Also, problems arise that people could not have anticipated or expected. I recently had a case where international students were being housed inappropriately in accommodation that was found to be unsafe, and all of a sudden, 40 families were put out with nowhere to live. The local authority stepped in and was able to help, but only on a limited basis, because those families could not claim benefits, housing support or anything else because of no recourse to public funds. The safety net has massive holes in it when it comes to these groups of people. The Minister closes his eyes to these real plights and circumstances that are caused by no recourse to public funds. When these crises happen and when there are those changes in circumstances, people are unable to get the support that they need.

The Scottish Government have done what they can. They have had the “Ending destitution together” strategy along with the Convention of Scottish Local Authorities. They are trying their best to try to plug these gaps and fill these holes, but without an understanding of the numbers involved or of how to reach those people—as my hon. Friend the Member for Aberdeen North mentioned, they may have good reasons for not wanting to identify themselves—it makes it difficult to provide the support that is required.
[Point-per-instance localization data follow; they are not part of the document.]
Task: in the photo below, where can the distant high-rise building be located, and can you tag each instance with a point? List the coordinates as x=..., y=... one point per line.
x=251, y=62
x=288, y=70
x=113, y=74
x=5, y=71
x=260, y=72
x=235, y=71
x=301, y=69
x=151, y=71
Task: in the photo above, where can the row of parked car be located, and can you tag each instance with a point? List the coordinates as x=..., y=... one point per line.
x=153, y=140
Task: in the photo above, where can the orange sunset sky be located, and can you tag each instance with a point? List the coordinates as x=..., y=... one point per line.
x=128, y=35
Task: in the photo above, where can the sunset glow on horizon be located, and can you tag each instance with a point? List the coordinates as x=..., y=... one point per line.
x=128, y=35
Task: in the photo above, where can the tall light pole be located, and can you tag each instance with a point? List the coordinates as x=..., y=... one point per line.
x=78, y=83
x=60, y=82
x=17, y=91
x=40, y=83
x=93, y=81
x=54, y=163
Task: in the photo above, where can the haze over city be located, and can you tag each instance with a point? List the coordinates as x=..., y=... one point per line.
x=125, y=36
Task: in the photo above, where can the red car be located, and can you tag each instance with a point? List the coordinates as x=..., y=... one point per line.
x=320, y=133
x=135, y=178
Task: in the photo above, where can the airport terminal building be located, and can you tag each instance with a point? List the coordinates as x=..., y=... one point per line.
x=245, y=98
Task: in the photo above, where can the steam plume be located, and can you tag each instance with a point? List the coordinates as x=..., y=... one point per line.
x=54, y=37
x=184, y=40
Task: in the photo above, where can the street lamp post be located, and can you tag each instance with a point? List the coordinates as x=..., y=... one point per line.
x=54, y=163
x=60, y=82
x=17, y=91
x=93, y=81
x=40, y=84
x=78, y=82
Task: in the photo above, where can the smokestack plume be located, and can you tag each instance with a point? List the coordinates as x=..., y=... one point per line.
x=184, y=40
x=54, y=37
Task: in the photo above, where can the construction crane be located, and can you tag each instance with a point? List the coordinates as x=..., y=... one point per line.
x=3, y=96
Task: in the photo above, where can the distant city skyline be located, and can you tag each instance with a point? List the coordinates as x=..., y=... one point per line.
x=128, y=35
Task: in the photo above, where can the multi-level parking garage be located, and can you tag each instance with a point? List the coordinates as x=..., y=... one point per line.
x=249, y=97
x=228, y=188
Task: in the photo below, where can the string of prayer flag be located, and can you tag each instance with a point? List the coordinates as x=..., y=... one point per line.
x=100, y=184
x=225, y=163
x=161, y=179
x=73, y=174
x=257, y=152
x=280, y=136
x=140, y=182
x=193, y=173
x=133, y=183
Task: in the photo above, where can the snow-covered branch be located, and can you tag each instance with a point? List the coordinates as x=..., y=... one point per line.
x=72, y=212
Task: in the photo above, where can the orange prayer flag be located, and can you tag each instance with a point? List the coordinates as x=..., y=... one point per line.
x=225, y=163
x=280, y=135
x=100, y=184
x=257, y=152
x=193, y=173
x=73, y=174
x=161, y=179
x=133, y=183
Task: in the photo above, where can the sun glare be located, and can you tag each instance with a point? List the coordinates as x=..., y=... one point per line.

We may have two households next door to each other in identical circumstances, working the same jobs with children the same age, but one household is not entitled to support, because they have no recourse to public funds status. That seems fundamentally unfair.

The Scottish Government are determined to build a country where everyone is treated with fairness and respect. No recourse to public funds prevents Scotland from doing so. I look forward to an independent Scotland where we can build a more equal and fair society and we can be rid of the Home Office and its cruel hostile environment once and for all.